На тридцати повозках, взятых у Тагыз-хана, чего только не было! Франкские мечи и доспехи, узорчатая конская сбруя, несколько сотен сапог цветной кожи, тюки ткани, золотые ризы! Да целый воз серебра – монетой, кубками, подсвечниками, иконными окладами! Да сундук золота!

Сразу было и не сказать, сколько это получится, если перечесть на гривны. Но по дороге, пока воины вспоминали бой и друг перед дружкой бахвалились, Ингварь, конечно, всю добычу как следует осмотрел и в длинный свиток записал.
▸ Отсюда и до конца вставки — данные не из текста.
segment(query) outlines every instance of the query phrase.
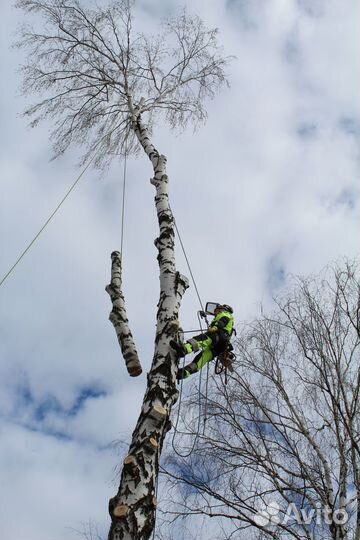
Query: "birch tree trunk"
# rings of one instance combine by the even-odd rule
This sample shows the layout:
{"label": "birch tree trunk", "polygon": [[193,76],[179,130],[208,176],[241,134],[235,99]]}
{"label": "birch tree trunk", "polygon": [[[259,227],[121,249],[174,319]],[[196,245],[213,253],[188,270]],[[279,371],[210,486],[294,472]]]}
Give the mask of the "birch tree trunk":
{"label": "birch tree trunk", "polygon": [[133,129],[149,157],[156,189],[155,205],[159,237],[155,240],[160,269],[160,298],[157,311],[155,351],[140,416],[124,460],[118,493],[110,499],[109,540],[147,540],[154,528],[159,459],[166,433],[171,429],[170,412],[177,399],[178,360],[169,341],[178,328],[180,302],[188,287],[186,277],[176,271],[174,218],[169,206],[166,158],[150,142],[139,113]]}
{"label": "birch tree trunk", "polygon": [[[185,10],[164,21],[153,38],[134,30],[133,1],[86,4],[16,0],[17,7],[36,16],[34,27],[23,26],[17,45],[28,54],[22,69],[25,94],[41,92],[25,114],[33,126],[54,120],[55,157],[79,142],[86,148],[84,163],[91,157],[103,167],[114,155],[136,152],[137,138],[154,169],[160,228],[155,241],[160,267],[155,351],[119,491],[109,505],[110,540],[147,539],[154,525],[159,456],[177,396],[178,362],[169,341],[179,327],[178,311],[188,281],[175,266],[166,158],[151,144],[140,114],[149,114],[150,126],[156,118],[172,128],[202,123],[207,116],[204,100],[227,85],[225,69],[231,58],[223,55],[218,30],[208,29]],[[128,372],[135,377],[141,364],[127,320],[118,253],[113,253],[112,263],[106,289],[113,304],[110,320]]]}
Добро – оно цифирь любит.

По самому скромному счету, после всех дач, какие Борис пообещал людям, выходило не менее трех тысяч.

Забродчанам Борис с половецких повозок ничего не дал, а их князя прилюдно бранил всякими словами – за то, что уговор нарушил и полез в бой, когда бить было уже некого. Юрий не смел и огрызнуться. У него, стыд сказать, на всю дружину было двое легко раненных. Получил от Бориса брошенную половцами отару овец в тысячу голов – только и всего. Сейчас забродские плелись сзади, в огромном облаке пыли, с ужасным блеянием.
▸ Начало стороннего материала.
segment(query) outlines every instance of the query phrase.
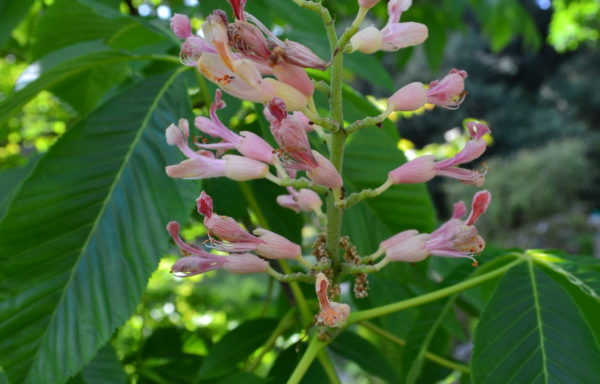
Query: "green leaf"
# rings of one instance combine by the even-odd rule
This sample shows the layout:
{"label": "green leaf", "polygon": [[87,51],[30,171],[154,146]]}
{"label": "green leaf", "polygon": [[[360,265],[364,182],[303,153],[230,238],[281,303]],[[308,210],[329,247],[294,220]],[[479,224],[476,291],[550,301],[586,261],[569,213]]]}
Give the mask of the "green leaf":
{"label": "green leaf", "polygon": [[112,345],[107,344],[81,373],[69,380],[69,384],[125,384],[127,377],[115,355]]}
{"label": "green leaf", "polygon": [[27,159],[27,164],[0,172],[0,220],[4,217],[8,205],[19,191],[25,178],[31,173],[39,156]]}
{"label": "green leaf", "polygon": [[[285,383],[288,381],[296,365],[300,362],[302,355],[306,351],[306,343],[293,344],[288,347],[285,351],[281,352],[277,359],[273,363],[271,370],[269,371],[268,378],[270,383]],[[318,360],[314,360],[311,364],[300,383],[302,384],[315,384],[315,383],[328,383],[329,379],[325,370]]]}
{"label": "green leaf", "polygon": [[[35,80],[34,76],[44,76],[62,63],[75,62],[81,56],[102,51],[110,51],[110,48],[98,40],[60,48],[31,64],[17,80],[17,89],[28,85],[31,82],[30,78]],[[85,115],[96,107],[109,89],[124,80],[129,72],[124,61],[97,65],[73,74],[49,90],[69,103],[81,115]]]}
{"label": "green leaf", "polygon": [[39,161],[0,223],[0,365],[61,383],[129,318],[196,188],[164,129],[191,114],[181,71],[110,100]]}
{"label": "green leaf", "polygon": [[81,41],[108,39],[127,24],[134,23],[125,16],[104,17],[77,0],[56,0],[36,24],[31,51],[37,59]]}
{"label": "green leaf", "polygon": [[235,371],[238,363],[267,341],[276,326],[277,319],[253,319],[229,331],[204,359],[199,378],[212,379]]}
{"label": "green leaf", "polygon": [[249,372],[238,372],[219,380],[217,384],[265,384],[267,381],[262,377]]}
{"label": "green leaf", "polygon": [[532,261],[500,280],[475,333],[473,383],[593,383],[600,350],[569,294]]}
{"label": "green leaf", "polygon": [[117,51],[104,51],[78,56],[72,60],[58,64],[0,103],[0,128],[11,115],[18,112],[29,100],[45,89],[61,84],[63,81],[73,78],[78,74],[95,70],[105,65],[111,66],[126,61],[145,59],[148,59],[148,57],[135,56]]}
{"label": "green leaf", "polygon": [[407,384],[416,383],[421,376],[425,365],[425,354],[430,349],[433,337],[442,325],[444,317],[451,310],[453,302],[454,297],[421,307],[419,315],[408,332],[402,357]]}
{"label": "green leaf", "polygon": [[27,15],[34,0],[0,2],[0,48],[10,40],[10,35]]}
{"label": "green leaf", "polygon": [[8,377],[6,377],[6,372],[4,372],[2,367],[0,367],[0,384],[9,384]]}
{"label": "green leaf", "polygon": [[535,255],[536,263],[569,292],[600,345],[600,260],[564,252]]}
{"label": "green leaf", "polygon": [[338,355],[354,361],[372,375],[379,376],[389,383],[398,381],[388,359],[371,342],[354,332],[342,332],[330,348]]}

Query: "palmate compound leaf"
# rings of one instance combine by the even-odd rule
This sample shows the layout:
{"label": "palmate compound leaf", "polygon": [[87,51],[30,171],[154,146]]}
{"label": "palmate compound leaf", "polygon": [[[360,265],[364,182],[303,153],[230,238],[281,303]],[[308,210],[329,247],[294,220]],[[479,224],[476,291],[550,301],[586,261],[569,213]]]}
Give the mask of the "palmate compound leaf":
{"label": "palmate compound leaf", "polygon": [[62,383],[134,310],[190,210],[171,180],[165,127],[191,114],[181,70],[148,78],[70,129],[0,223],[0,366],[11,382]]}
{"label": "palmate compound leaf", "polygon": [[564,287],[527,261],[484,310],[471,372],[475,384],[589,384],[600,378],[600,349]]}

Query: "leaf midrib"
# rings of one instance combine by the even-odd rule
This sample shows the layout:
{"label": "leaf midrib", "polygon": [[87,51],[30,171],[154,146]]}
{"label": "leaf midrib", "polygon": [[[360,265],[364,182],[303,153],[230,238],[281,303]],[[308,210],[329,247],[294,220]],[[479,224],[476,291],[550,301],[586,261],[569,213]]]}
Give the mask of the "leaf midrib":
{"label": "leaf midrib", "polygon": [[106,194],[106,198],[103,200],[102,207],[100,208],[100,211],[98,212],[98,215],[96,215],[96,218],[94,219],[94,222],[93,222],[93,226],[91,227],[90,232],[89,232],[87,238],[85,239],[85,241],[83,243],[83,246],[81,247],[81,250],[79,251],[79,255],[77,256],[77,259],[75,260],[75,263],[73,264],[73,268],[71,269],[71,272],[69,273],[69,278],[66,281],[65,285],[63,286],[64,288],[62,290],[62,294],[60,296],[60,299],[56,302],[55,309],[54,309],[54,311],[51,314],[50,320],[48,321],[48,326],[46,327],[46,329],[44,330],[44,333],[40,337],[41,341],[40,341],[40,344],[38,345],[38,348],[37,348],[37,351],[36,351],[35,355],[33,356],[32,360],[31,360],[31,365],[29,366],[25,382],[29,381],[29,378],[30,378],[31,372],[32,372],[31,367],[37,361],[39,353],[41,351],[42,343],[44,342],[44,340],[46,338],[48,330],[54,324],[54,321],[55,321],[55,318],[56,318],[56,314],[58,312],[58,308],[60,307],[60,303],[62,303],[63,300],[64,300],[64,298],[65,298],[65,295],[66,295],[66,293],[68,291],[68,287],[69,287],[69,285],[71,284],[71,282],[74,279],[75,271],[77,270],[77,266],[79,265],[79,262],[81,261],[81,257],[86,253],[86,250],[87,250],[87,247],[88,247],[88,245],[90,243],[90,240],[92,239],[94,233],[96,232],[96,228],[98,226],[98,223],[100,222],[100,219],[104,216],[104,211],[106,210],[106,207],[108,206],[108,202],[112,198],[114,190],[115,190],[117,184],[119,183],[119,181],[121,179],[121,175],[122,175],[123,171],[125,170],[125,168],[129,164],[129,160],[130,160],[131,155],[133,154],[135,148],[137,147],[137,143],[139,142],[139,140],[142,137],[143,133],[146,131],[148,122],[150,121],[150,118],[153,115],[153,113],[156,111],[156,108],[157,108],[158,104],[160,103],[160,100],[164,96],[165,92],[167,92],[167,90],[169,89],[169,87],[171,86],[171,84],[175,81],[175,79],[183,71],[185,71],[187,69],[188,68],[186,68],[186,67],[179,68],[179,69],[177,69],[173,73],[173,75],[171,77],[169,77],[169,79],[165,82],[165,84],[163,85],[163,87],[158,92],[157,96],[152,101],[152,104],[150,105],[150,108],[148,109],[148,113],[146,113],[146,115],[144,116],[144,120],[142,120],[142,124],[140,125],[140,129],[138,129],[138,132],[136,133],[133,141],[131,142],[129,150],[127,151],[127,153],[125,154],[125,157],[123,158],[123,163],[122,163],[121,167],[119,168],[118,172],[115,175],[114,181],[111,184],[111,186],[110,186],[110,188],[108,190],[108,193]]}
{"label": "leaf midrib", "polygon": [[533,262],[531,260],[527,261],[527,266],[529,268],[529,276],[531,278],[531,291],[533,293],[533,303],[535,308],[535,320],[537,322],[539,336],[540,336],[540,352],[542,353],[542,370],[544,373],[544,382],[548,383],[548,369],[547,369],[547,360],[548,357],[546,355],[546,345],[545,345],[545,337],[544,337],[544,329],[542,328],[542,314],[540,312],[540,301],[538,297],[538,288],[537,281],[535,279],[535,273],[533,271]]}

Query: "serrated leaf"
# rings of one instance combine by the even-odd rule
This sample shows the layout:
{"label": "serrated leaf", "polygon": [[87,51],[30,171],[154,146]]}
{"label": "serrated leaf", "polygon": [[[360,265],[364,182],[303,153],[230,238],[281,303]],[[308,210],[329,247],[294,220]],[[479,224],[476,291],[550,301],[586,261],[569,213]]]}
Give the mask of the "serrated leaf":
{"label": "serrated leaf", "polygon": [[238,363],[267,341],[276,326],[277,319],[253,319],[227,332],[204,359],[199,378],[212,379],[235,371]]}
{"label": "serrated leaf", "polygon": [[600,377],[600,350],[586,321],[564,288],[531,261],[500,280],[474,344],[474,384],[587,384]]}
{"label": "serrated leaf", "polygon": [[387,358],[371,342],[354,332],[342,332],[330,348],[338,355],[354,361],[366,372],[378,376],[386,382],[398,380],[396,372]]}
{"label": "serrated leaf", "polygon": [[45,89],[56,86],[75,75],[101,66],[143,59],[147,58],[130,55],[125,52],[104,51],[78,56],[72,60],[58,64],[0,103],[0,129],[12,114],[19,111],[29,100]]}
{"label": "serrated leaf", "polygon": [[127,377],[112,345],[102,348],[69,384],[125,384]]}
{"label": "serrated leaf", "polygon": [[[149,78],[67,131],[0,223],[0,364],[16,382],[62,383],[129,318],[189,213],[193,183],[164,129],[191,114],[181,71]],[[8,295],[8,296],[6,296]]]}
{"label": "serrated leaf", "polygon": [[[106,8],[101,4],[96,6]],[[107,18],[96,12],[94,7],[77,0],[56,0],[42,15],[33,31],[33,57],[37,59],[81,41],[107,39],[125,25],[135,23],[133,19],[120,16]]]}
Только на пятый день достигли русской земли и там распрощались с лядащим союзником – без обид, но и без сердечности.

На седьмой день наконец вышли к Локотю.

Весть о великой победе уже разнеслась по всей отчине, и воинов встречали людно. Кто радостно кричал, а кто и плакал.

По родному краю Борис двигался важно. Сам – впереди, гордо подбоченясь, на вороном ханском коне. Потом конные под стягом. Потом, стройно, пешая дружина. Сзади ополченцы вели длинный обоз.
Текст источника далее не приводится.